One of Franklin Institute’s Fledgling Hawks Meets Untimely Urban End
By Molly Daly
PHILADELPHIA (CBS) — One of the young red-tailed hawks that recently left the nest at the Franklin Institute (see related story) has died.
Hawk Watch at the Franklin Institute blogger Della Micah says it happened Wednesday afternoon.
“Sadly, the female twin [photo] flew into a window at Moore College of Art,” she tells KYW Newsradio.
Micah says all three of the fledglings had been making hunting runs that morning, in hot pursuit of other birds.
“They’re like teenagers — they’ve got a great engine, but they don’t always know how to control it,” she says. “You hope that they will see a window or a building coming up. I think she was just intent on catching the bird.”
Or, perhaps seeing vegetation and sky reflected in the window, she kept going because she didn’t know it was a solid object.
It’s estimated that glass claims the lives of one billion birds every year. (There are ways to make glass less reflective and more visible to birds, by using decals or so-called “fritted” glass.)

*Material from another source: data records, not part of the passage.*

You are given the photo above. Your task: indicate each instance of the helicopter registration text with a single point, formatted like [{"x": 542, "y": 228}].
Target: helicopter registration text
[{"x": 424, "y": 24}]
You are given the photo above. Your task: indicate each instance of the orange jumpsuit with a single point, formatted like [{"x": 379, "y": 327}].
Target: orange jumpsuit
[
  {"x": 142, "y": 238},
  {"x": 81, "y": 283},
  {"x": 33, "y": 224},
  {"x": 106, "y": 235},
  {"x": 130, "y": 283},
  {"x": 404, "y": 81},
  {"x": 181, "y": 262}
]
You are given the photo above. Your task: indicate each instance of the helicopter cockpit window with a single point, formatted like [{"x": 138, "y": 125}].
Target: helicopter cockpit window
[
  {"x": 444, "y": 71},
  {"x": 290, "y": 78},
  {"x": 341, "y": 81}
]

Meanwhile, the avian family’s fans, who have watched the birds’ development on the nest cam and through the blog and Franklin Hawkaholics Facebook page, are shocked and saddened.
“You really develop an attachment to them, and you feel the pride of any aunts and uncles when you see the youngsters heading off into the world,” notes Micah, the blogger. “These young hawks are at such an exciting time of learning to hunt and fly. This young female was such a beautiful, beautiful hawk, and to be taken out so quickly… it is sad.”
The young hawk’s body was taken to the Academy of Natural Sciences, to be added to its vast collection.